Dirigido por Andrucha Waddington, o longa Chacrinha: O Velho Guerreiro acompanha a carreira do pernambucano, desde o seu primeiro programa em uma rádio fluminense até os últimos anos na televisão. “As forças que iam contra o Chacrinha eram a igreja, a censura, o moralismo e a psiquiatria, que o enquadrava como um louco. Ele era o kit gay da época”, compara Nercessian, bem-humorado, em entrevista a VEJA.
O ator vive Chacrinha já na sua fase consagrada da carreira, quando o apresentador dominava a audiência na televisão com o seu programa de calouros. Na primeira parte do longa, quem interpreta o protagonista é o comediante Eduardo Sterblitch, que, aos 31 anos, não tem muitas lembranças sobre o pernambucano, mas garante: “O brasileiro tem um mal de vira-lata e o Chacrinha mostrou que ser vira-lata é maravilhoso, que é maravilhoso ser brasileiro.”
Confira a entrevista com a dupla:
O Chacrinha está no imaginário do Brasil inteiro. Qual foi o maior desafio em interpretá-lo?
Eduardo Sterblitch: Eu estava muito preocupado com a questão do corpo, do centro de gravidade dele e como ele fala. O Chacrinha teve problema no pulmão, então também tinha uma questão com a respiração. O Stepan me ajudou muito nos ensaios na casa dele. Ele interpretava o meu texto e eu filmava todos os nossos encontros, para entender como seguir.
Stepan Nercessian: Já a minha preocupação, desde o início, era ficar na forma e esquecer o conteúdo. Quando você coloca a cartola e pega a buzina todo mundo fica parecido com o Chacrinha, é uma fantasia. Mas, ao mesmo tempo, tinha que fazer cenas só de cueca e as pessoas precisavam acreditar que era o mesmo personagem. Com o passar do tempo, também é necessário fazer um exercício de humildade de não querer aparecer. O público não quer ver o ator, e sim o Chacrinha. Ele é o campeão de audiência. Depois de já ter feito no teatro e o especial na televisão, o pânico é maior no cinema, porque vai ficar registrado para sempre e a câmera fica na sua cara.
Para vocês, qual foi o principal legado deixado pelo Chacrinha?
Sterblitch: O brasileiro tem esse mal de vira-lata e o Chacrinha mostrou que ser vira-lata é maravilhoso, que é maravilhoso ser brasileiro. Ele é um palhaço e representa muito o brasileiro para mim, que não se abalou com as dificuldades que a vida apresentou e soube trabalhar com o que foi aparecendo.
Nercessian: Foi fundamental para mim entender que o Chacrinha é fruto da perseverança dele. O Chacrinha brigou com Deus e o mundo, com os poderosos.

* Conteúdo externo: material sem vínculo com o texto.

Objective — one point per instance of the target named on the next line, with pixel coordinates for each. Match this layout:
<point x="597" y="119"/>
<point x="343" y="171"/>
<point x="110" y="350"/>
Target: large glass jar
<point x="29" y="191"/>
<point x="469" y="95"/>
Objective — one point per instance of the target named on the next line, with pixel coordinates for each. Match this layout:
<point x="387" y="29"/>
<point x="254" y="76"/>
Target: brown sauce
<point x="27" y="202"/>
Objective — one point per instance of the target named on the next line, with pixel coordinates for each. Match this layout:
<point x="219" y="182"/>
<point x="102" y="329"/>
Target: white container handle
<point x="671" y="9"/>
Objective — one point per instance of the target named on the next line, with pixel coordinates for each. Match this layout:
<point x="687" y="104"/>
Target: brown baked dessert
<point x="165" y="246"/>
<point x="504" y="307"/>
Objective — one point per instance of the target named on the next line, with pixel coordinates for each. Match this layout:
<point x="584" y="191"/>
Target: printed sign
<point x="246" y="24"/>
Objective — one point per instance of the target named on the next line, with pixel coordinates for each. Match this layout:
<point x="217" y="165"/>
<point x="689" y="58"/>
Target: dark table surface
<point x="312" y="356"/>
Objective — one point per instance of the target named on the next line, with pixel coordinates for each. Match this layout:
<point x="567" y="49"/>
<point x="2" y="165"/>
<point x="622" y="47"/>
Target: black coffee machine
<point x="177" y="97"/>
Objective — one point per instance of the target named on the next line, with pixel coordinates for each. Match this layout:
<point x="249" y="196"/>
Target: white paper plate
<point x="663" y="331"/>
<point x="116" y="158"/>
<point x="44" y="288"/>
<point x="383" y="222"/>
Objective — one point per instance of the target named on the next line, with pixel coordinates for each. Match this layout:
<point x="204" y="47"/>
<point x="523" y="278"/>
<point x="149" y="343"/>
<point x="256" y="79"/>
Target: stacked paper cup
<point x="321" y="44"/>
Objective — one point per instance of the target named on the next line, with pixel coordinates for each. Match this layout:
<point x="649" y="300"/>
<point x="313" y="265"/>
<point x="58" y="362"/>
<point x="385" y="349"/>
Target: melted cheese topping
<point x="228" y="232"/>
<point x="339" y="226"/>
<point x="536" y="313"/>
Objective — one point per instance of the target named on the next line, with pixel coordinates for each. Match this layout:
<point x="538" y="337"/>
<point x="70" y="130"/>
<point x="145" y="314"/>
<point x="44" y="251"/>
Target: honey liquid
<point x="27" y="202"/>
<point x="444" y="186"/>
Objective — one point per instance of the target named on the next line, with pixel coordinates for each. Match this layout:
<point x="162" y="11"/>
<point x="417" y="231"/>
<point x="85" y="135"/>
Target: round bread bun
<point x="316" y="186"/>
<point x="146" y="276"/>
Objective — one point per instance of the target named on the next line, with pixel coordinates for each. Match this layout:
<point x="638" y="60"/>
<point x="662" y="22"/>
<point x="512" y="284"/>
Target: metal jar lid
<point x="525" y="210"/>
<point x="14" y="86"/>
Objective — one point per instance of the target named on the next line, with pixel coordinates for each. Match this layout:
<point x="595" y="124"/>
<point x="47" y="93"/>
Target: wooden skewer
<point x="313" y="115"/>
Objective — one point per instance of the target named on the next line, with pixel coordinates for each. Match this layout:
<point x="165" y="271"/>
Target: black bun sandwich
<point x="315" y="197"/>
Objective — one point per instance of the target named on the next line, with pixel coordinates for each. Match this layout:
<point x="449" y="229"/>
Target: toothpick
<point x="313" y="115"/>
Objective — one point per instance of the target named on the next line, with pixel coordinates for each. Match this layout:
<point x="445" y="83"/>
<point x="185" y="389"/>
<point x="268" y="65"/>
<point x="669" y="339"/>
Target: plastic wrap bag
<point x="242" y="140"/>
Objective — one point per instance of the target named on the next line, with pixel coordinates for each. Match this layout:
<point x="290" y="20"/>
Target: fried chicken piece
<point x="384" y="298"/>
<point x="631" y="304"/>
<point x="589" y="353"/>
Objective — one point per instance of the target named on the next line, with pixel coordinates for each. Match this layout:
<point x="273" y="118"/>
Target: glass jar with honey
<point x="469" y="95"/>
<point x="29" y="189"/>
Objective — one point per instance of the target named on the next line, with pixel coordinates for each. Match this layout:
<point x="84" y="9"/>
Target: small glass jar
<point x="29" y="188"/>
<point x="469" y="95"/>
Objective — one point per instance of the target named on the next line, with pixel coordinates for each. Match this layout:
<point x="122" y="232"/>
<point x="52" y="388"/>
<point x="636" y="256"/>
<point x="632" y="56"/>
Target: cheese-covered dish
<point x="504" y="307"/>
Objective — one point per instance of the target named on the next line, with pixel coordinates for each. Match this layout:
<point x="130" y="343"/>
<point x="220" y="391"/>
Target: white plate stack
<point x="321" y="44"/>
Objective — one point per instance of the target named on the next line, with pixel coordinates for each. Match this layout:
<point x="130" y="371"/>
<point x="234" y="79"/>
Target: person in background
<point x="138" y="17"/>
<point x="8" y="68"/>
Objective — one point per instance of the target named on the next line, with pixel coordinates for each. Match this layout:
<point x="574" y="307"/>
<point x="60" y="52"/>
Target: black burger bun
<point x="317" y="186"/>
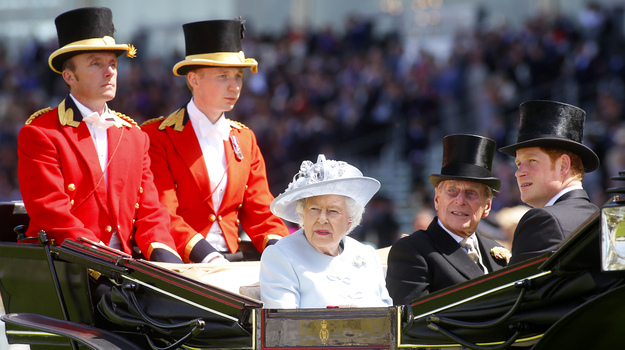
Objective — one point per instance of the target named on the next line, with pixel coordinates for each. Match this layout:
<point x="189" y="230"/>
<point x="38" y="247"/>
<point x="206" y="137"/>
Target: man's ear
<point x="565" y="163"/>
<point x="192" y="79"/>
<point x="69" y="77"/>
<point x="487" y="208"/>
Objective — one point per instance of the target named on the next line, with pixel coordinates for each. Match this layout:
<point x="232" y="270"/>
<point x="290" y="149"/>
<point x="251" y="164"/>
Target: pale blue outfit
<point x="293" y="274"/>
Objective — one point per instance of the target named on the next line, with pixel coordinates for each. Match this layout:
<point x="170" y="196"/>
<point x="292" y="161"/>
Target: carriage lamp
<point x="613" y="229"/>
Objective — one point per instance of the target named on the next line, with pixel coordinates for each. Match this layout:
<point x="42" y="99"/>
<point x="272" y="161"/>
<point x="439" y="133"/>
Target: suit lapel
<point x="235" y="177"/>
<point x="78" y="135"/>
<point x="188" y="147"/>
<point x="574" y="194"/>
<point x="453" y="252"/>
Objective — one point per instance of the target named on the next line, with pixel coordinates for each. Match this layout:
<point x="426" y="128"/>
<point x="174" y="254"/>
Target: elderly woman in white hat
<point x="319" y="266"/>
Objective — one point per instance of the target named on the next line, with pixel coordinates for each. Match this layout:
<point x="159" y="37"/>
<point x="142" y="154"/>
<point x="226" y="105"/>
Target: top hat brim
<point x="590" y="160"/>
<point x="360" y="189"/>
<point x="219" y="59"/>
<point x="59" y="56"/>
<point x="492" y="182"/>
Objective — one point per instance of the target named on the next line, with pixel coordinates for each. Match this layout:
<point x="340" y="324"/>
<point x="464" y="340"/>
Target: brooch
<point x="235" y="146"/>
<point x="501" y="253"/>
<point x="359" y="261"/>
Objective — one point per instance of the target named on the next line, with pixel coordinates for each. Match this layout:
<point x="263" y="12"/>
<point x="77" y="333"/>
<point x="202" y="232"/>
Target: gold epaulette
<point x="174" y="120"/>
<point x="151" y="121"/>
<point x="125" y="118"/>
<point x="237" y="125"/>
<point x="37" y="114"/>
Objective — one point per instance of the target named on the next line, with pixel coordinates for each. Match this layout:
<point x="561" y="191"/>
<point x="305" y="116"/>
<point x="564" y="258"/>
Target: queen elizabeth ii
<point x="319" y="266"/>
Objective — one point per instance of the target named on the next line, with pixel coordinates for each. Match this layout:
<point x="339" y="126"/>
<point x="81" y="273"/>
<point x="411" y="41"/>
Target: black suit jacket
<point x="431" y="260"/>
<point x="541" y="230"/>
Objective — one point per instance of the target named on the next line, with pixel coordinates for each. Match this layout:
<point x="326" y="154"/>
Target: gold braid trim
<point x="175" y="119"/>
<point x="237" y="125"/>
<point x="124" y="117"/>
<point x="151" y="121"/>
<point x="37" y="114"/>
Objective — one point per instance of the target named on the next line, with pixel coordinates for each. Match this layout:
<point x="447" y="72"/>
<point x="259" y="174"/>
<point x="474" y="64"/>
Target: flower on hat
<point x="310" y="173"/>
<point x="501" y="253"/>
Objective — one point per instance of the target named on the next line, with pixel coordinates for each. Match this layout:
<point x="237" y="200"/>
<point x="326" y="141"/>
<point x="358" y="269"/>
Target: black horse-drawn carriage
<point x="80" y="295"/>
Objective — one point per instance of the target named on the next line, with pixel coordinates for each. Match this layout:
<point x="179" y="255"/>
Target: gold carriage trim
<point x="157" y="245"/>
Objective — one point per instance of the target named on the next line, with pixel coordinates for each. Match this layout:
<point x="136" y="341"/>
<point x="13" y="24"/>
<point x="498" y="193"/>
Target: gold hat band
<point x="235" y="59"/>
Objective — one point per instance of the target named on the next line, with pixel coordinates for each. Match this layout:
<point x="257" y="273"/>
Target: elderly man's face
<point x="461" y="205"/>
<point x="326" y="221"/>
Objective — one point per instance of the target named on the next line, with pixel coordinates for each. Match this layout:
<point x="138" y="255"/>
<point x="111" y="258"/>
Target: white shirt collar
<point x="561" y="193"/>
<point x="84" y="110"/>
<point x="221" y="128"/>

Ele não brigava com o contrarregra, mas sim com o Roberto Marinho, com a TV Tupi e com a Bandeirantes, porque acreditava no que fazia. Talvez, hoje, não exista mais espaço para esse tipo de briga. As forças que iam contra o Chacrinha eram a igreja, a censura, o moralismo e a psiquiatria, que o enquadrava como um louco. Ele era quase o kit gay daquela época. É importante a gente saber disso, porque, quando essa mesma sociedade o aceita, foi porque ele resistiu a tudo e a todos. Muitas críticas sobre o Chacrinha eram sobre ele desrespeitar os mais pobres e essa mesma sociedade que achava que era um absurdo ver o cara sem dente ser buzinado no programa do Chacrinha é a que aceita o único lugar que o povo brasileiro tem hoje na televisão: nos programas de crimes.
O senhor chegou a ter contato com o Chacrinha dentro da TV. Passou a vê-lo de outra forma depois das pesquisas para interpretá-lo?
Nercessian: No fundo, eu não fui surpreendido. O que marcou para mim foi o mergulho emocional no Chacrinha. Ele só conseguia ser feliz de verdade quando estava em cena, era o único momento em que tudo parecia fácil.